Akibat pernyataan tersebut, Menpora Amali sempat menjadi perbincangan warganet dan masuk dalam daftar trending topic di Twitter. Bahkan, tak sedikit yang menganggap sang menteri telah melakukan blunder.

Menanggapi hal itu, Menpora Amali mengatakan bahwa apa yang disampaikan para netizen tersebut salah. Sebaliknya, ia justru memuji kualitas dan pembinaan atlet yang dilakukan oleh PBSI selaku induk olahraga bulu tangkis nasional.

"Mana berita tentang Fajar dan Rian yang tidak dikenal itu..? Padahal yang saya maksudkan itu, saya memuji strategi pelatih ganda putra kita karena menurunkan Fajar dan Rian yang mungkin saja pihak lawan belum terlalu mengenal permainan mereka, karena posisi ranking pasangan ini dibawah Markus/Kevin atau Hendra/Ahsan yang sudah menempati peringkat atas atau pola permainannya sudah sangat dikenal oleh lawan," kata Menpora Amali dalam siaran persnya, Selasa (19/10).

"Saya juga mengapresiasi PBSI yang sudah mempersiapkan lapisan pemain yang akan mengisi posisi ganda kita yang sedang berada di posisi atas itu bila sudah pensiun nanti.

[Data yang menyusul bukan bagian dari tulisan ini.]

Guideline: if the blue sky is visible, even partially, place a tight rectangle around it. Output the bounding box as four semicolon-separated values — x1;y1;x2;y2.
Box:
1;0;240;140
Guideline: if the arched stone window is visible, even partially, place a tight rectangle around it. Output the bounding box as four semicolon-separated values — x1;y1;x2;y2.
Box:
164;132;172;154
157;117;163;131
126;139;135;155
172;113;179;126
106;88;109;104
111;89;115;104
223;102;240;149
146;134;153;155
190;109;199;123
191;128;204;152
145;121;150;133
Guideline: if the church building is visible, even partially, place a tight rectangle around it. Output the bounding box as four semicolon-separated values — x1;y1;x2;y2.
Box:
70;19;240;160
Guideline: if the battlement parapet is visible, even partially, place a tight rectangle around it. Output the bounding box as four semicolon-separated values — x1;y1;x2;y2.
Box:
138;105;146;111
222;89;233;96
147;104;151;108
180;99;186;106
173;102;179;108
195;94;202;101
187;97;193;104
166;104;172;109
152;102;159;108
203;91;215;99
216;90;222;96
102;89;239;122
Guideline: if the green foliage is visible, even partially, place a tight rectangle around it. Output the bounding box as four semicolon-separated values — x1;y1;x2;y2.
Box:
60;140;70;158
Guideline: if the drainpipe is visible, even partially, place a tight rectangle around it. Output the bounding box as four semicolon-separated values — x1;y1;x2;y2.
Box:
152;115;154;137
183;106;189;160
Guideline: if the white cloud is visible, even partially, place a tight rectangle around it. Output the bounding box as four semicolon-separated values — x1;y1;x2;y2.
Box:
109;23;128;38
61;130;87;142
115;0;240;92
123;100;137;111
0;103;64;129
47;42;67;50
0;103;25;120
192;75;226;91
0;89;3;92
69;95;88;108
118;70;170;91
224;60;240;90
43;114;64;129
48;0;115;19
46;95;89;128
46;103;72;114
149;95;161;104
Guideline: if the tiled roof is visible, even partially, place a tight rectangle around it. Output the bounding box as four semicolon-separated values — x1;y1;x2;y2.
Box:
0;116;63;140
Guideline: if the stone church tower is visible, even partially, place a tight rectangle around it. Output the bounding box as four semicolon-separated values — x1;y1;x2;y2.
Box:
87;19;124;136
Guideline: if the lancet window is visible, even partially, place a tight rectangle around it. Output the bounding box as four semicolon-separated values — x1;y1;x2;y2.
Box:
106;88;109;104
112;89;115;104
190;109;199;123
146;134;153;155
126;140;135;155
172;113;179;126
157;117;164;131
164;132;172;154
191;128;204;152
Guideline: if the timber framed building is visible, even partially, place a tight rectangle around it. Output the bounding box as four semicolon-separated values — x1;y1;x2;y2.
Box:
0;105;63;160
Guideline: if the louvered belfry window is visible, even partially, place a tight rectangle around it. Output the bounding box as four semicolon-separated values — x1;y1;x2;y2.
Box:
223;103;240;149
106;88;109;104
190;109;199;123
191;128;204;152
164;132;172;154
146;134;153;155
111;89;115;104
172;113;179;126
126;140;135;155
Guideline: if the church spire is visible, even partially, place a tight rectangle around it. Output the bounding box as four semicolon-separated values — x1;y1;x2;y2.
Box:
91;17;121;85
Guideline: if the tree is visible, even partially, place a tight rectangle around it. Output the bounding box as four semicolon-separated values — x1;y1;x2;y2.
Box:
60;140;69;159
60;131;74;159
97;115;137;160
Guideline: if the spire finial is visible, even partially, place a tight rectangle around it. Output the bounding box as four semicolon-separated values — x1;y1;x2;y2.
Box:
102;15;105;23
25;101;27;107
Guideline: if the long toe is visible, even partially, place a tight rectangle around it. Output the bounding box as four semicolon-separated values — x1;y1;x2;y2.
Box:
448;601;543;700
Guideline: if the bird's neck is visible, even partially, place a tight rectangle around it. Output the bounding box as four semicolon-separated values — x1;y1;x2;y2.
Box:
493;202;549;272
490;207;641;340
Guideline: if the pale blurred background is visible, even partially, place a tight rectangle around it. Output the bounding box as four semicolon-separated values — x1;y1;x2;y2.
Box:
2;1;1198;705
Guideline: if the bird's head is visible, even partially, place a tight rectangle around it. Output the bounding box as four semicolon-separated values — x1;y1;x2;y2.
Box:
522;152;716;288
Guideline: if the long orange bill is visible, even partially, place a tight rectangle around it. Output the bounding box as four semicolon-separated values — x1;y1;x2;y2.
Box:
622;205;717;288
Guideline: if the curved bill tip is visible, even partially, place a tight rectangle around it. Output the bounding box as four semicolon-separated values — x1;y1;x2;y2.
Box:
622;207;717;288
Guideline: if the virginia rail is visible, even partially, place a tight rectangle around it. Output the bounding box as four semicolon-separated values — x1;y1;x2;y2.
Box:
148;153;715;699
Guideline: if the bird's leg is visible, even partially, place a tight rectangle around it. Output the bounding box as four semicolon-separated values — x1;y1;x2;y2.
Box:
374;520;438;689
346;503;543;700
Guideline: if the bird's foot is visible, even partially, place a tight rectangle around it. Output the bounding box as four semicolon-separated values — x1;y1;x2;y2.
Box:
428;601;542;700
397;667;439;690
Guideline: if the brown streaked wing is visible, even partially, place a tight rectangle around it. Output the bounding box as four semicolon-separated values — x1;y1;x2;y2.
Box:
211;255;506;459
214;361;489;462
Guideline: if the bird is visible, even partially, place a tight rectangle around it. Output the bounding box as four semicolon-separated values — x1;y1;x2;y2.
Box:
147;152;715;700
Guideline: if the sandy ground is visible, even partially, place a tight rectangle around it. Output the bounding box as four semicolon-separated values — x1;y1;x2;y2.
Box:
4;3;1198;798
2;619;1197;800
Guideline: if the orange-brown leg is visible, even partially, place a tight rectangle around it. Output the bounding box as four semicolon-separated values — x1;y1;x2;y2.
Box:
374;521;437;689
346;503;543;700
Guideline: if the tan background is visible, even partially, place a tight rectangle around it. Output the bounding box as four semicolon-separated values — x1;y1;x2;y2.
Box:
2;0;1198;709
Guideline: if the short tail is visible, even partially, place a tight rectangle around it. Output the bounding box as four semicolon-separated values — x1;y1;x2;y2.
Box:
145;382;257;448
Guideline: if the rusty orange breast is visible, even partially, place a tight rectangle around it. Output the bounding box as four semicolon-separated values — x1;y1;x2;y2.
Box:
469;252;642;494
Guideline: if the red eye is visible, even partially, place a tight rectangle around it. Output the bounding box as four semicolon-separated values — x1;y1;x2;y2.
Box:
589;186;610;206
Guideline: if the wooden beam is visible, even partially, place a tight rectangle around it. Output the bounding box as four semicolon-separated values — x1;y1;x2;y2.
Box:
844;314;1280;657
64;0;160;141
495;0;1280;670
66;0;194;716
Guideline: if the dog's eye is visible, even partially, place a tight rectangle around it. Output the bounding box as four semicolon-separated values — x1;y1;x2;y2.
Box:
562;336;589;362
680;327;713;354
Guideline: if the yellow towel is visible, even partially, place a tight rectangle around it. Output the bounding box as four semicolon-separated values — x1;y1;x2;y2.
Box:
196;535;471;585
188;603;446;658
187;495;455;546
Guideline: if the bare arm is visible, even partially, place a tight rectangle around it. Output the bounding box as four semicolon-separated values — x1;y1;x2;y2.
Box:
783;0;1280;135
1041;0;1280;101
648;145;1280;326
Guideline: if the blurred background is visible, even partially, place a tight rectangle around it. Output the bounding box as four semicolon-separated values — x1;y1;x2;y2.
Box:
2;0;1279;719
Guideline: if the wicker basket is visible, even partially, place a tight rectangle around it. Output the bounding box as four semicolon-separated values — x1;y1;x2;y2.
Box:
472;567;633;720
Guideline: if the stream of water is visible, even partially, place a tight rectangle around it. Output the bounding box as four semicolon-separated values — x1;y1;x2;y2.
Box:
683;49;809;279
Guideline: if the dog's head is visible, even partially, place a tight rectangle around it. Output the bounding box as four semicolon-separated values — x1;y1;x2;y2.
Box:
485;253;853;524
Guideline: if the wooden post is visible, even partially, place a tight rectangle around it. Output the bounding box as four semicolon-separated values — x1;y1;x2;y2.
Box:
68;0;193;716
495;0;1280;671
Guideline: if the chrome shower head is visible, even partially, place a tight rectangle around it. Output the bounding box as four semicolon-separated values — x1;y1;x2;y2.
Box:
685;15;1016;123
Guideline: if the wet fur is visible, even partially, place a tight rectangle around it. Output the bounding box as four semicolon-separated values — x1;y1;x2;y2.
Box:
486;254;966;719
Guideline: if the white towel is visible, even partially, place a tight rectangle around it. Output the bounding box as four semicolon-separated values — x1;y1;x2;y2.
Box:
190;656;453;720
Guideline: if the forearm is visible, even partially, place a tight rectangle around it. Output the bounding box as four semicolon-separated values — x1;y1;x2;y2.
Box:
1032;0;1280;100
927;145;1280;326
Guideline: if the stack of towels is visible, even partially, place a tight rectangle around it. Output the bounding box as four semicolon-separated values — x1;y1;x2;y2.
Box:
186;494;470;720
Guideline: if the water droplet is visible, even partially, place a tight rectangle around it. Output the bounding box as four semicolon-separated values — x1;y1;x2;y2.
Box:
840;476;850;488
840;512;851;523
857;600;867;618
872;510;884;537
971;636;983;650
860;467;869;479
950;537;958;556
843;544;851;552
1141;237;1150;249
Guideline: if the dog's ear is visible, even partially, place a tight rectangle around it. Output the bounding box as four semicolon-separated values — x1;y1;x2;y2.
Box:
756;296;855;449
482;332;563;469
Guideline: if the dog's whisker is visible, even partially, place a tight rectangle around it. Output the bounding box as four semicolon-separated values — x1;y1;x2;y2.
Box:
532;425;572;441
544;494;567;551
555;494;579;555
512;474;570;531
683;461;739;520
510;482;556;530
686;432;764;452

Itu saja sebenarnya yang saya jelaskan," tambah Menpora.

Lebih jauh, Menpora Amali mengapresiasi kerja PBSI, kerja tim di kepengurusan yang baru yang sudah mampu melakukan penataan tata kelola organisasi dan membenahi pembinaan bulutangkis ke arah yang lebih baik. 

"Ini beberapa hal yang membuat saya senang di kepengurusan yang baru Pak Agung Firman sudah mampu melakukan tata kelola PBSI yang baik," tutur Menpora Amali.

Menpora Amali menilai, PBSI saat ini sudah bergerak kearah pembinaan atlet elit nasional, sehingga ukuran Olimpiade, Piala Thomas, All England menjadi pantauan pemerintah sejauh mana pembinaan cabor bulutangkis ini yang ditempatkan dalam cabor unggulan pertama dalam DBON. 

"Untuk mendapatkan talenta atlet dengan performa tinggi dibutuhkan waktu panjang setidaknya 10 ribu jam atau 10 tahun. Saya selalu melihat bagaimana progres ini berjalan untuk menunjang DBON dan persiapan Olimpiade Paris 2024 mendatang," tandasnya.